Walter White nos convenció en “Breaking Bad” que un modesto profesor de preparatoria podía convertirse en un eficaz traficante de drogas. Muchas de las series y películas con mayor popularidad en plataformas multimedia o en el cine, presentan a villanos relacionados con el crimen organizado que, hasta la llegada del héroe, cuentan con recursos económicos y logísticos inagotables, los cuales difícilmente se obtienen con un puesto de docente de química básica.
Esta idea romántica de que la estructura del crimen es una especie de fiesta sin fin, tal y como luego vemos en varios videos musicales, donde las mujeres y hombres atractivos conviven mientras corre el alcohol, llueven dólares y todo el mundo llega en autos deportivos, se ha vuelto una preocupación para nuestras autoridades federales y también lo debería ser para nosotros como ciudadanos.
La realidad es que el crimen opera de manera muy distinta. Como cualquier otra corporación de grandes dimensiones –y el crimen es una de las más grandes que tenemos–, existen diferentes niveles de acceso, dependiendo de las aptitudes y las funciones que se desempeñen. Es decir, los escalafones de la delincuencia empiezan abajo, en las tareas simples, engorrosas y aburridas, para de ahí ir ascendiendo.
Tiene mucho más peso alguien que tiene aptitudes para contar dinero, por ejemplo, que quien sólo podría vigilar en una esquina para alertar sobre la presencia de las autoridades (los conocidos como “halcones”). En esta lógica, por cada líder que tiene capacidad de comprar lujos, existen cientos de empleados que apenas subsisten, ilusionado por alcanzar algún día el nivel de “jefe”.
Si esto suena poco creíble, tomemos en consideración dos casos públicos, el primero, la asesina de uno de los dos israelíes en Plaza Artz, en la Ciudad de México. De acuerdo con la información que se ha hecho pública, la joven mujer (33 años) tenía como profesión matar por encargo a razón de cinco mil pesos por persona. Vivía en una modesta casa al oriente de la capital y es madre soltera a cargo de un menor.

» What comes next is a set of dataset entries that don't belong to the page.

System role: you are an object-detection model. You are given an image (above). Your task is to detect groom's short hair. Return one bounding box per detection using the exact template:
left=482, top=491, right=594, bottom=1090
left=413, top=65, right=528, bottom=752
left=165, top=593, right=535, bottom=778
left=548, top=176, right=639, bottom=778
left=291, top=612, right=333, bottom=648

A pesar de sus evidentes capacidades para cometer un crimen tan atroz, sus honorarios no tienen nada que ver con ninguna de las o los asesinos profesionales que las películas y las plataformas han hecho tan populares.
El segundo punto de referencia es la reciente subasta de joyas, muchas decomisadas a miembros del crimen organizado, y la incorporación a este ejercicio de la famosa casa de Zhenli Ye Gon, el presunto empresario de nacionalidad china que amasó tanto efectivo que tuvo que guardarlo en las alacenas de la cocina.
Son los dos extremos de una enorme empresa llamada crimen mexicano. Ésa que creció a tal tamaño que ningún gobierno, estatal o federal, podrá solo contra ella, aunque ningún ciudadano tampoco.
Y como cualquier compañía, la delincuencia organizada se promueve y hace su mercadotecnia para atraer a quienes piensan que las oportunidades de construir un patrimonio legal, cada vez son menores.
Lo mismo ocurre con las y los jóvenes que se quedan sin acceso a la educación, ven el esfuerzo mal retribuido de sus padres en las fábricas y en el campo o las limitaciones de todo tipo en sus comunidades, donde sólo queda trabajar para la administración municipal o para el crimen local, que muchas veces son lo mismo.
Seguramente, ellas y ellos aceptan condiciones precarias de empleo (como los que toman un trabajo formal) con la meta de crecer dentro de la organización y, en algún momento, ocupar un sitio predominante que les dé los ingresos, la comodidad y el respeto que miraron en una pantalla de televisión desde que eran niños.
Es posible que la realidad supere a la ficción, pero la economía jamás ha sido superada por la fantasía, y sus reglas son implacables con quienes actúan de forma legal, como con quienes no lo hacen. Y aunque el negocio es multimillonario, los gastos, la nómina, los sobornos, la logística, las operaciones de lavado, hacen que el paraíso del crimen esté reservado para pocos, mientras el resto vive una trama más cercana a una de las magníficas películas de Luis Estrada.
Hoy, el presidente de la República y su gobierno buscan lanzar una campaña que desmitifique al crimen y ponga en blanco y negro lo que sucede realmente con la mayoría de sus integrantes. Sugiero que, mientras sucede, nosotros empecemos a cambiar de canal y a cambiar de valores.